Les yeux du seigneur variag se plissèrent devant le titre que venait de donner Xérès à son ancien vassal. Arban pouvait présentement lire en lui comme dans un livre ouvert : lui-même n'avait pas été admis dans la tente de Xérès et Arban était par lui appelé son ami, c'était donc que, dans cette armée, il lui était supérieur et que le combattre reviendrait à combattre le puissant Xérès.

- Des histoires entre nos familles, mon seigneur.

- Qui n'ont, j'en suis certain, rien à voir avec l'actuelle guerre.

- Si fait, seigneur.

Xérès s'approcha, dangereux, et Jorlan recula d'un autre pas en se léchant nerveusement les lèvres.

- Tout manquement à la discipline sera châtié par le fouet, seigneurs.

Le coup d'œil qu'il lança en direction d'Arban lui indiqua qu'il était également visé par la menace. Xérès ne lui ferait aucun traitement de faveur. Alors il inclina la tête, se soumettant à la décision du seigneur de guerre, avant qu'il ne retourne la tête vers Jorlan.

- Me suis-je fait comprendre ?

Le seigneur variag hocha la tête, rendu muet et mâté par l'imposante aura que dégageait Xérès. Le seigneur de guerre les dépassa en posant une main sur l'épaule d'Arban, comme pour lui assurer son soutien malgré cette affaire.

- Allez donner l'ordre à vos cavaliers de se mettre en selle, seigneurs variags. Nous partons à la guerre !

Moins de deux heures plus tard, toute l'armée orientale s'était mise en branle à la suite du char doré de Xérès, laissant derrière elle quelques hommes et les grandes tentes des Wainriders en une position arrière. Arban espérait qu'ils n'aient jamais à devoir y revenir en fracas, pressés par la retraite de la défaite.


- Grive est une jument de robe grise c'est-à-dire au poil blanc mais à la peau grise. Un cheval de robe blanche aura le poil blanc et la peau rose.

- Les noms des deux chevaux de Xérès, Tissapherne et Pharnabaze, sont issus de deux satrapes de Perse antique à l'époque de Cyrus le Jeune et de l'expédition des Dix Mille racontés par Xénophon dans l'Anabase.

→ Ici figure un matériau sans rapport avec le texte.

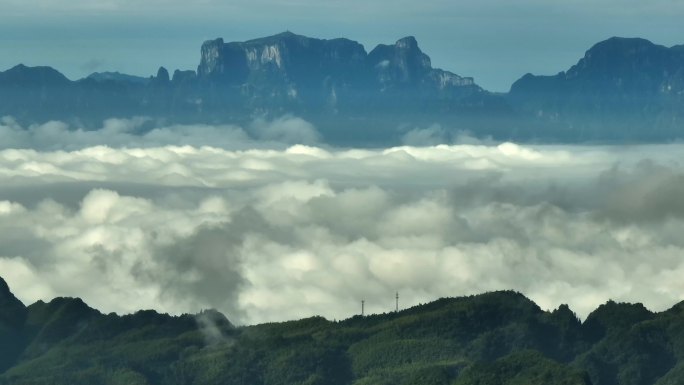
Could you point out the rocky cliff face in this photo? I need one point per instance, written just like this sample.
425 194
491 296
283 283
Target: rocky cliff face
293 68
614 76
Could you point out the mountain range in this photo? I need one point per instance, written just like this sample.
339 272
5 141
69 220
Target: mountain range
496 338
623 89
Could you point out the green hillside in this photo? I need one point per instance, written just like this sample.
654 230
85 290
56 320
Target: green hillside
489 339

C'est un délire personnel : mes Wainriders sont très influencés par les Perses antiques.

- Mes différentes fanfictions sur les Orientaux sont reliées entre elles. Ainsi le clan exilé de Khoïar et l'usurpation de Ghuran à Kyzilcum sont issues de Peuplades de l'Est. Et l'Haradrim Yalak El'Harâ sera assez semblable à Shera El'Kali de mon OS Plume des sables. Mais Shera, seigneur d'An Karagmir à l'Ouest du Harad, fait partie des troupes marchant sur Minas Tirith, tout comme Djiröv fils de Khoïar mène les cavaliers de son clan dans cette même guerre.

- Ezara est grandement inspirée de la déesse égyptienne Sekhmet, dont elle tire le titre de Lionne de Guerre. Cette déesse dont le nom signifie la Puissante est représentée comme une femme à tête de lionne. Elle est la déesse de la guerre et fut envoyée par son père Râ punir les hommes de leur irrespect envers lui. Elle aima tant le sang humain que Râ dut l'arrêter par une machination visant à l'enivrer avec du vin qu'elle crut être du sang ; une fois calmée, elle redevint la douce chatte Bastet.